Giter VIP home page Giter VIP logo

cgs-local-ancestry's Introduction

cgs-local-ancestry

Local ancestry analysis pipeline for Stanford Clinical Genome Service and Undiagnosed Disease Network

Prerequisites

Docker version 1.12 or higher

To build the docker image

docker build --build-arg UID=$UID -t cgs-local-ancestry cgs-local-ancestry

This command may take a few minutes because the build process will download the phasing and local ancestry reference data from Amazon S3. This is several GB of data and too large to store in a git repo.

To run an unphased VCF or BCF file through the pipeline and receive RFMIX results

Create a directory called shared (or whatever you want and adjust below) Copy your BCF or VCF there. For example below, we'll call it my-genome.bcf.gz

mkdir -p shared
cp path/to/my-genome.bcf.gz shared/my-genome.bcf.gz
docker run -t -i -v $PWD/shared:/home/ancestry/shared cgs-local-ancestry --vcf shared/my-genome.bcf.gz

You do not need to create a separate directory for every run. You can use the same directory, and run the docker container on different VCF/BCF files separately. Outputs will be created within the shared/ directory using the same prefix as the input VCF/BCF file. The container will automatically detect whether the file is VCF or BCF and whether or not it is gzip'd. An index is not necessary, the container will create them when they are needed.

If your VCF was called as a single sample and thus homozygous reference genotypes at most known variable sites in the standing population are not present in the file, but sequencing coverage is high, add the argument --assume-reference to insert homozygous reference genotype calls where needed. If you have merged multiple single sample VCF files into a single multiple sample VCF file, and the merging tool or your script has substituded missing genotype calls (./. or just .) at sites that were not given in one or more of the merged single sample VCFs, the option --fill-missing will substitute reference homozygous genotype calls at all fully missing data sites. Partially missing (eg., ./1 or 1|. or something) do not have reference alleles substituted for the missing allele. This is ok, the pipeline can handle missing data where it is missing-at-random appropriately, but it can not handle very large amounts of missing data with a strong bias toward missing reference alleles.

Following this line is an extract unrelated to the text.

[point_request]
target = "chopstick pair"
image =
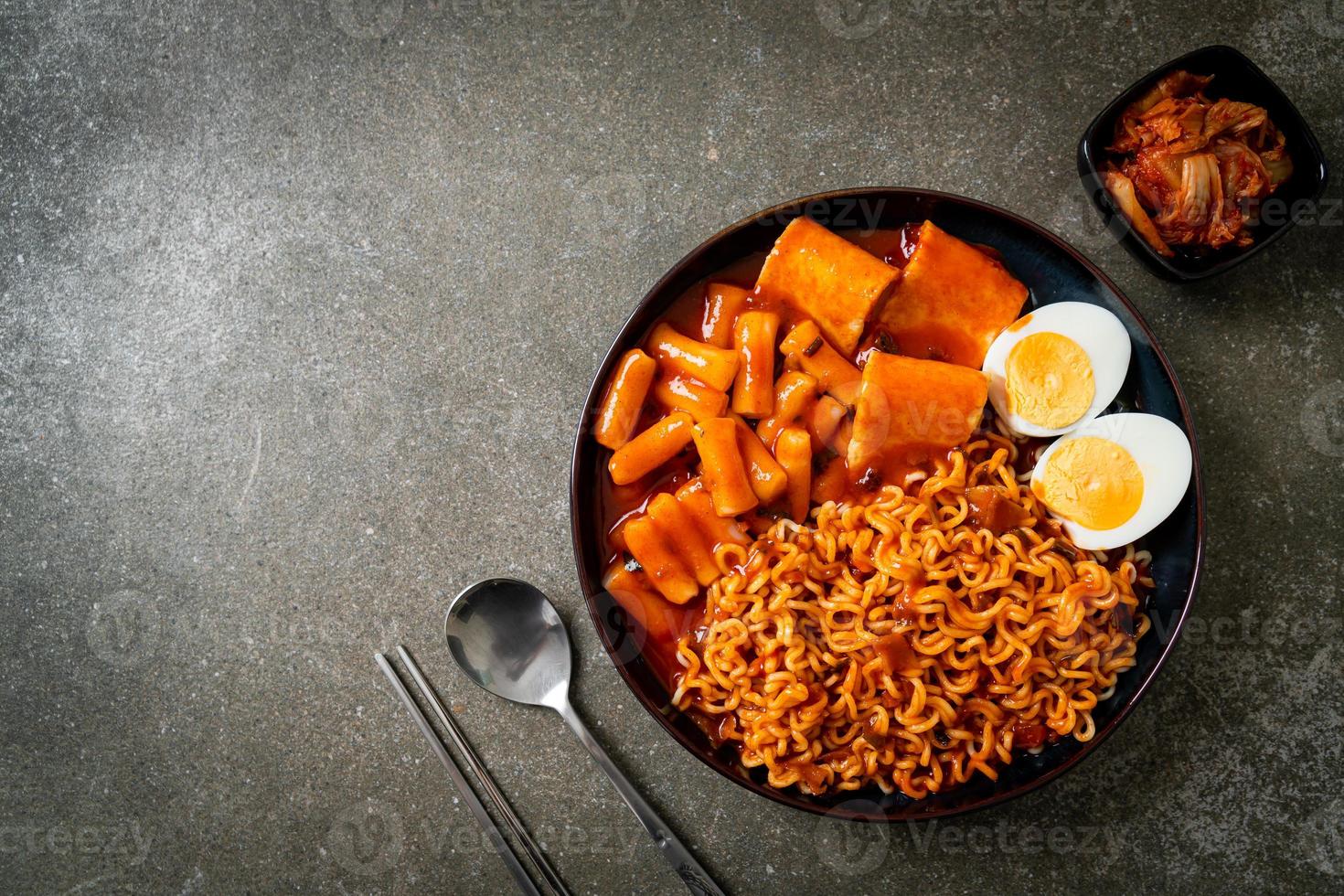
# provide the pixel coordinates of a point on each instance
(483, 775)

If your VCF is already phased, add the argument --no-phasing to prevent this package from performing phasing. If your data is trio-phased, use this option as this package will perform population phasing using the 1000 genomes reference haplotypes otherwise. Phasing is required for local ancestry analysis, so without this option phasing is performed by default even if the VCF indicates the data is phased.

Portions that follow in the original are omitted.